She looked doubtful.

“Doctor’s orders, Cathy. She mustn’t get agitated, understand?”

“Which doctor?” she said quickly. “Maybe I could get a second opinion, maybe some tests—”

You stopped her mouth with your hand. “No. No doctors. I don’t want you worrying yourself. I’ll take care of all that when I get back.”

Her mouth worked silently against your palm.

“Cathy,” you murmured, “we’ve been over this. I’m leaving first thing in the morning. You don’t really want to spend the night arguing, do you?”

You peeled your hand away to find her mute. Knowing full well what she wanted, you punished her a little, made her wait. Her eyes filled up with tears. You smiled indulgently, lifted a finger and pushed it softly between her lips.

In the morning you left a trail, a long tail dragging, growing a mile for every mile you drove. The teacher stood waving on her front stoop, watching the space where you’d been. After a time she remembered me.

“Hi, Clare.” She held out a hand and I flapped my giant mitts in reply. She nodded sadly and withdrew, leaving me to walk in on my own.

5
A BLOOD-BROWN FRAME
(
clare
)

I
’m hungry.” The teacher sets down her scissors and stands. “You hungry, Clare?” She jumps to a bare spot on the rug. “I’ll get us some crackers and cheese.” I carry on without her, dividing two drawings into ten but holding off on a third until she returns. The time-bird greets her with a brief announcement. “You-knew,” it tells her, “you-knew.” She looks down at the page I’ve kept waiting. Nods mournfully as I execute the first cut.

You’d been gone a full week, Preacher, when you finally bothered to call. The teacher pounced on the phone, holding it pressed to her ear even after you’d hung up. How I longed to draw her, lay her down in glossy wax. The sad, sea-green ellipses of her eyes.

Come nighttime I was glowing, overflowing with the charge. While the teacher slept lonely and fretful in the next room, I gnawed doggedly at my wrist, worrying until the tape began to fray. I took the end in my teeth and tugged, unwound the white snake, whipped the fat mitt across the floor. The hand came out spindly, like a plant growing blanched in the dark.

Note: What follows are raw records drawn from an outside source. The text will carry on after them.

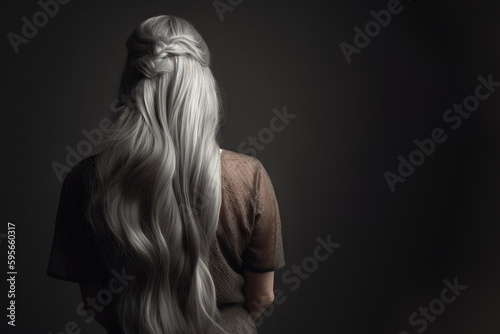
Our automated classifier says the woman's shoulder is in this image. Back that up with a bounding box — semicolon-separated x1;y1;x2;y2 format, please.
221;149;262;172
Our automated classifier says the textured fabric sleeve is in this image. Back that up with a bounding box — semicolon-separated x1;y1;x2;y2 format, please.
243;162;285;272
47;159;100;282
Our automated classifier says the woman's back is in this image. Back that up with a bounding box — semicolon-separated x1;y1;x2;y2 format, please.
47;150;285;333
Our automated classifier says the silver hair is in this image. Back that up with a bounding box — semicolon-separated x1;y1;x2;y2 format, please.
90;15;226;334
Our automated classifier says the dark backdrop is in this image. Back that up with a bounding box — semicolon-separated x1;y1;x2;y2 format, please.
0;0;500;334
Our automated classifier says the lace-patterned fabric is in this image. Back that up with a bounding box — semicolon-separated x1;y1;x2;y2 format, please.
47;150;285;333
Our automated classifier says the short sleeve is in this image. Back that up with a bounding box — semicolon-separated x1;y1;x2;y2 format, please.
47;158;100;282
242;162;285;272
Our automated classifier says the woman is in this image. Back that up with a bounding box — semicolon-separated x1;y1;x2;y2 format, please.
47;16;285;334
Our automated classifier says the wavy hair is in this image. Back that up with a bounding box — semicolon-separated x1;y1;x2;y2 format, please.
87;16;226;334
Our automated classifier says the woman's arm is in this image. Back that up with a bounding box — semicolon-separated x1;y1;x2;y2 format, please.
244;269;274;321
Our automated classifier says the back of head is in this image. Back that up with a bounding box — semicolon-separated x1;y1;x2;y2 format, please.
89;16;227;334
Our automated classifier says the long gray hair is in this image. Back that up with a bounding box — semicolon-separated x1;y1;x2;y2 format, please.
87;16;226;334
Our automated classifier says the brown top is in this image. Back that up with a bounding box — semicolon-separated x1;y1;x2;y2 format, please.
47;150;285;333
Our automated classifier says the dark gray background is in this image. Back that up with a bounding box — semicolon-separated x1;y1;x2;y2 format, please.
0;0;500;334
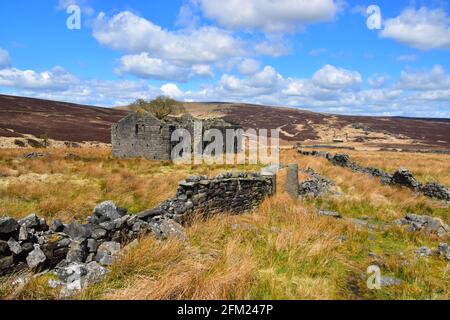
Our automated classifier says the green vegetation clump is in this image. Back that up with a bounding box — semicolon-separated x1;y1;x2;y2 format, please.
128;96;186;120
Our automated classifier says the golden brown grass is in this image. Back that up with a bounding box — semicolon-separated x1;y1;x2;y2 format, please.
0;150;450;299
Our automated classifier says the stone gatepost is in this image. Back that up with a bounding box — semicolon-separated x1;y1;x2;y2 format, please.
285;163;298;199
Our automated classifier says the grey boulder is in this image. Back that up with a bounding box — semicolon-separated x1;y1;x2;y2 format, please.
95;241;120;266
27;245;47;269
0;218;20;240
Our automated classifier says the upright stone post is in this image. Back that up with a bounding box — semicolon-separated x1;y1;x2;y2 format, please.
286;163;298;199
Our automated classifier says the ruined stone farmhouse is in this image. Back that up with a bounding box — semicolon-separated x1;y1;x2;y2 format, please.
111;113;241;160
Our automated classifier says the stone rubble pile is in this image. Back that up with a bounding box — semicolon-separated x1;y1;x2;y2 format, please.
298;168;334;198
297;149;450;201
0;169;276;295
139;172;276;223
395;213;450;237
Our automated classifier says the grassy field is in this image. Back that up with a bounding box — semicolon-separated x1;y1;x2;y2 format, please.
0;149;450;299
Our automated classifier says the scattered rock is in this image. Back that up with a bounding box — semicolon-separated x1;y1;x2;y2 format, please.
19;213;40;229
63;222;92;239
319;210;342;219
396;214;450;237
95;241;120;266
49;261;109;297
0;218;20;240
8;238;23;255
93;201;126;223
0;240;9;256
0;256;14;271
66;241;89;263
436;243;450;260
420;182;450;201
27;244;47;269
416;247;432;257
87;239;98;253
299;169;334;198
50;220;64;232
159;219;186;241
380;276;402;287
391;168;420;190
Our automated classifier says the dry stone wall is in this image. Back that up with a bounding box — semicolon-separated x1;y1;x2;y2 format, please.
0;170;276;291
139;172;276;223
297;149;450;201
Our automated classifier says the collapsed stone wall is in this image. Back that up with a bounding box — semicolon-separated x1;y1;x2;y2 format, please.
297;149;450;201
0;172;276;296
139;172;276;223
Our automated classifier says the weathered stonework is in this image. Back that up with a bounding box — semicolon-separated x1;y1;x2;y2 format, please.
111;113;241;161
0;170;276;295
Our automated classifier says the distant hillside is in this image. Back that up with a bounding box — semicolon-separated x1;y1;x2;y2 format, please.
0;95;127;143
0;95;450;150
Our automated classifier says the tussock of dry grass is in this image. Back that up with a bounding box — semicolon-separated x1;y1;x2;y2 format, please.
0;149;450;299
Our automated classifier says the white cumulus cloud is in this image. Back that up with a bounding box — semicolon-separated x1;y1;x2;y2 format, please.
116;52;213;82
380;7;450;50
93;11;243;65
313;64;362;89
199;0;340;33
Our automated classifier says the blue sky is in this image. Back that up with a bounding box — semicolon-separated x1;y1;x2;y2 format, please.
0;0;450;117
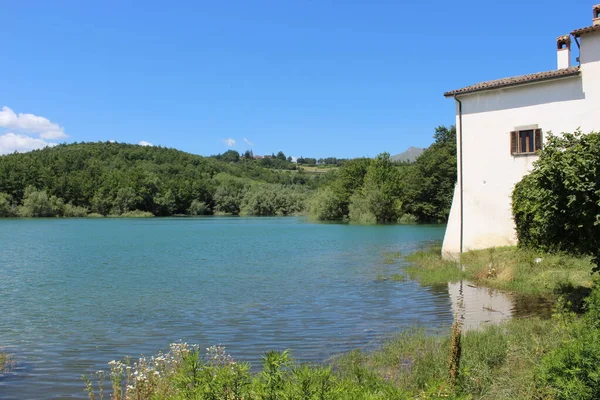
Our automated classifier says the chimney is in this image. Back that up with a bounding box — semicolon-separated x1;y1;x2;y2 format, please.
556;35;571;69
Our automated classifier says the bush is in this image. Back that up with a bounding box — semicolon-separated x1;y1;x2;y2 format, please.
512;132;600;270
63;203;88;218
188;200;210;215
0;193;17;218
120;210;154;218
241;184;308;216
308;187;346;221
19;186;64;217
83;343;407;400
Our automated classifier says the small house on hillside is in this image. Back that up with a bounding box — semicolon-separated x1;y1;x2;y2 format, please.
442;5;600;257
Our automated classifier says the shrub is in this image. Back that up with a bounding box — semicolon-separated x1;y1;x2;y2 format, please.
0;193;17;218
512;132;600;270
63;203;88;218
120;210;154;218
19;186;64;217
308;187;346;221
188;199;210;215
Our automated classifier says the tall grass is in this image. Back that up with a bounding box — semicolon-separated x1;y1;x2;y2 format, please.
85;318;569;400
334;318;567;399
0;351;14;374
406;247;593;295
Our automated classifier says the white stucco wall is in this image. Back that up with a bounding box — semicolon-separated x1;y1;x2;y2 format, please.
442;33;600;257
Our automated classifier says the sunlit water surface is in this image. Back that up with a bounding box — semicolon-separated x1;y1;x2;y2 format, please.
0;218;544;399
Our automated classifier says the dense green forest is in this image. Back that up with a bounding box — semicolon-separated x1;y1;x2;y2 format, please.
0;127;456;223
309;126;456;223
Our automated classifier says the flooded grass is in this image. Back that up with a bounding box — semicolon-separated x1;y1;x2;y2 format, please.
0;351;14;374
332;318;566;399
405;247;592;295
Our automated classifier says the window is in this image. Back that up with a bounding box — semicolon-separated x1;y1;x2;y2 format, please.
510;129;542;155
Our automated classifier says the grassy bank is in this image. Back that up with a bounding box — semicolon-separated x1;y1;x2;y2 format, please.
79;318;570;400
77;248;600;400
405;247;593;296
335;318;568;399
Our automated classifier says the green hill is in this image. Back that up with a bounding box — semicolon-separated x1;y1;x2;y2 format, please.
0;142;323;216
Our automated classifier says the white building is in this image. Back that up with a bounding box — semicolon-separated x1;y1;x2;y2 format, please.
442;5;600;257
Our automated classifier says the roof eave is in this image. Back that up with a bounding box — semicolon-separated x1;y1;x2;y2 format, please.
444;69;581;97
571;25;600;37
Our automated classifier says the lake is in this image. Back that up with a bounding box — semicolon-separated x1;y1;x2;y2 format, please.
0;217;510;399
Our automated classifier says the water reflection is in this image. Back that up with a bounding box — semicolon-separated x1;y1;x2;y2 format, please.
448;281;552;331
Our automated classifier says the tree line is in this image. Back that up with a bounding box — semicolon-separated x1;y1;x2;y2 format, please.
0;127;456;223
0;142;327;217
309;126;457;223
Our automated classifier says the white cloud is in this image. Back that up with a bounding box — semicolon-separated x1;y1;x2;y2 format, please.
0;106;67;139
0;132;56;154
223;138;235;147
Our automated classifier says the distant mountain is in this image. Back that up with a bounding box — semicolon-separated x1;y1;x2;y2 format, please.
391;147;425;162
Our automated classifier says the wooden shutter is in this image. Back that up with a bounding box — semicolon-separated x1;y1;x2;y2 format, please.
510;131;519;154
533;129;542;151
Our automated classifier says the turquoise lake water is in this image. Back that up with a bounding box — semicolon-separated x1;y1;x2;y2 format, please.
0;217;452;399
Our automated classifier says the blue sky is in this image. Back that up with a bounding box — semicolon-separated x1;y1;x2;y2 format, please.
0;0;593;157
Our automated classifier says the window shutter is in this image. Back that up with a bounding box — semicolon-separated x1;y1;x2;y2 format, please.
534;129;542;151
510;131;519;154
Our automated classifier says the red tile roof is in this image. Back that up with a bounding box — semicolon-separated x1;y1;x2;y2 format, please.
571;25;600;37
444;67;580;97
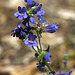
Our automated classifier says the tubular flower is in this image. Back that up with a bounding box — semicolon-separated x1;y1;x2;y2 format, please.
57;70;72;75
37;9;45;16
14;6;28;20
29;17;36;25
11;22;26;39
37;64;45;70
42;22;59;33
44;50;51;62
24;34;38;47
49;71;55;75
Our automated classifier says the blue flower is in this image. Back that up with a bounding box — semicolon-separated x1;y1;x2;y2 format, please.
42;22;59;33
44;50;51;62
37;9;45;16
14;6;28;20
37;64;45;70
32;4;43;14
49;71;55;75
57;70;72;75
29;17;36;25
64;52;68;55
22;21;31;27
11;22;26;39
24;34;38;47
64;60;67;64
37;16;46;23
25;0;34;5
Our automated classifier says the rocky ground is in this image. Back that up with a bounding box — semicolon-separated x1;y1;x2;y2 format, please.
0;0;75;75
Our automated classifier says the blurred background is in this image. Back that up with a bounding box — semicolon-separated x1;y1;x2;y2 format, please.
0;0;75;75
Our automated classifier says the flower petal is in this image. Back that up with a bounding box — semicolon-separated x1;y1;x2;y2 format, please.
24;39;29;45
33;41;38;47
23;13;28;18
18;15;23;20
14;12;19;17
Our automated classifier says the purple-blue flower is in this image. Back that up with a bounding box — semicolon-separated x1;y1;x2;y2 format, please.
44;50;51;62
37;9;45;16
49;71;55;75
32;4;44;14
57;70;72;75
24;0;34;5
37;64;45;70
22;21;31;27
24;34;38;47
29;17;36;25
42;22;59;33
64;60;67;64
14;6;28;20
37;16;46;23
11;22;26;39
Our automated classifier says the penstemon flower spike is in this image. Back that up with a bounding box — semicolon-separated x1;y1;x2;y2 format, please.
11;0;72;75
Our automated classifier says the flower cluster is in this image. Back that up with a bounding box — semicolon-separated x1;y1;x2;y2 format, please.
11;0;71;75
12;0;59;47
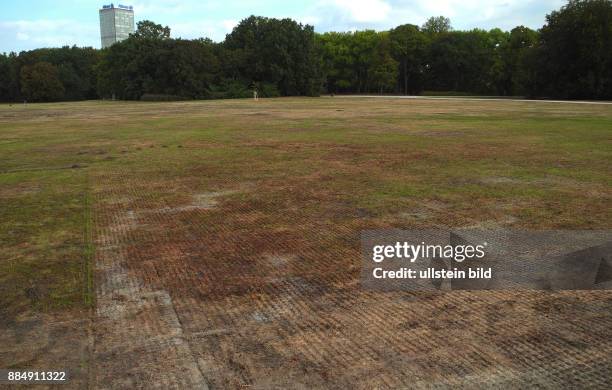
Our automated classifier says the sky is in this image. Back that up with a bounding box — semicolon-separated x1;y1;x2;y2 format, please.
0;0;566;52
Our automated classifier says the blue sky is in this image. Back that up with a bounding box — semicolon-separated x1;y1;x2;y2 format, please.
0;0;566;52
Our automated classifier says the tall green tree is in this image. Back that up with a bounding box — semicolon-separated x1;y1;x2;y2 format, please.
533;0;612;99
422;16;453;35
224;16;321;95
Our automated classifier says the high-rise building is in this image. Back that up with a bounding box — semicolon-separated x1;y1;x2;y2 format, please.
100;4;134;49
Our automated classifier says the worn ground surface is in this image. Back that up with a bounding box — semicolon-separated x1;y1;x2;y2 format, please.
0;98;612;389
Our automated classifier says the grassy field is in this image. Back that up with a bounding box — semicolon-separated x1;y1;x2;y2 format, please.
0;98;612;388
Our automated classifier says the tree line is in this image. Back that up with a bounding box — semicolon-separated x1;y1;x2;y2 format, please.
0;0;612;101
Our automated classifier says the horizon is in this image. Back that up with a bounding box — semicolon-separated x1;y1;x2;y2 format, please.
0;0;567;53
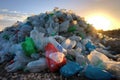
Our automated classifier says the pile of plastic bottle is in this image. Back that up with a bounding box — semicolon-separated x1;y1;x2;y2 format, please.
0;8;120;80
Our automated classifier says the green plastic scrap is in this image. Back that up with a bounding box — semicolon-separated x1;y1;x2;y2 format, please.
51;32;56;36
22;37;36;56
79;33;85;39
66;54;75;61
3;34;10;40
68;26;76;32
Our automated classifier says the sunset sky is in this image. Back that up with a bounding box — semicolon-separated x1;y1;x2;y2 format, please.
0;0;120;30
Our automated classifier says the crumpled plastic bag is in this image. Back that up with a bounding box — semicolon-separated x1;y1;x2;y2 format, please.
87;50;120;76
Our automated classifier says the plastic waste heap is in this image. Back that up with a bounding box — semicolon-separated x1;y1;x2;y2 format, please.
0;8;120;80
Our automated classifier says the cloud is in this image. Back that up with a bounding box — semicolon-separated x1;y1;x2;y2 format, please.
0;9;32;29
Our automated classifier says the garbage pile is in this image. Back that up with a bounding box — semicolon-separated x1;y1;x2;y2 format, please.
0;8;120;80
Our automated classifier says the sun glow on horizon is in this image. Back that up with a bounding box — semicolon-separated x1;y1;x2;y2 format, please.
86;15;111;30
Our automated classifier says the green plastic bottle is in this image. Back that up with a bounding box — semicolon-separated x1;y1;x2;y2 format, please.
22;37;36;56
68;26;76;32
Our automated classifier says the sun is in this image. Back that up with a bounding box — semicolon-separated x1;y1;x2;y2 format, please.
86;15;111;30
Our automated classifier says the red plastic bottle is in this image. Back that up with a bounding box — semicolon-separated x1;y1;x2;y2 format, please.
45;43;66;72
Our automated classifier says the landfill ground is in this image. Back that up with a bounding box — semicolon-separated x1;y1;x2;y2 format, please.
0;32;120;80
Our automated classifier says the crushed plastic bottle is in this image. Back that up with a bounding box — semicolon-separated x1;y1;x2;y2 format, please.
60;61;83;77
61;39;76;49
45;43;66;72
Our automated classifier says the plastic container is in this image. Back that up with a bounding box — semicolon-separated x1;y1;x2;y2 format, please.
45;43;66;72
48;37;67;53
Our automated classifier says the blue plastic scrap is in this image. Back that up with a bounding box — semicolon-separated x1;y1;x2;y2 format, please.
85;41;96;52
60;61;83;77
85;65;112;80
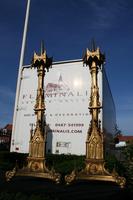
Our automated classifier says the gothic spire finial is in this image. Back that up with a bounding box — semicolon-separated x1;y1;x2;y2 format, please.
41;40;44;55
91;38;96;51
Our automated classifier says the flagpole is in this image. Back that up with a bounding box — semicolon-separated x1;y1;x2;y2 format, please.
11;0;30;151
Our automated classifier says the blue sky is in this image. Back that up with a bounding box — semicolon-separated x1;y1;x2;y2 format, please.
0;0;133;135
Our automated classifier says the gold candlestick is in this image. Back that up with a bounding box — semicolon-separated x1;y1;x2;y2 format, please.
65;43;125;187
6;44;60;183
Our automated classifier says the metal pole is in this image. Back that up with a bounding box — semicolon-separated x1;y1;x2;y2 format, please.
11;0;30;151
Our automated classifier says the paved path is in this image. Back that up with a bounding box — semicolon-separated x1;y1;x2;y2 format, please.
0;170;133;200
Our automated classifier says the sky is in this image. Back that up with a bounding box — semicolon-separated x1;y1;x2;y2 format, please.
0;0;133;135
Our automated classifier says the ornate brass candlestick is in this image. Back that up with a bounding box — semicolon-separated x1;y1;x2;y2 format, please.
6;44;60;183
65;45;125;187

There wasn’t a pen, wasn’t the stub of a pencil left loose—she’d seen to it, feeling your eyes on her from afar. Undaunted, the hand offered itself, index finger volunteering separate and straight. I let it hang, felt ink well at the ready tip. Then bit. Delicately, persistently, I nibbled until the print whirled open and colour began to flow.

But how to evoke sea green with nothing but red? And where?

The wall loomed up beside me, blank but for a Cross of woven reeds. With no black for borders, I had to make do. The lines weren’t as thick as I would’ve liked, but the nib kept running dry, forcing me to pause and chew it open afresh.

“Clare!” The teacher scooped me up, wriggling, then rigid in her arms. She ran madly down the hall. Brightness and tiles, cold comfort to my small bare feet. “Oh God,” she wailed, “oh God, oh God.” Then my hand under the tap, falling water, flashing chrome.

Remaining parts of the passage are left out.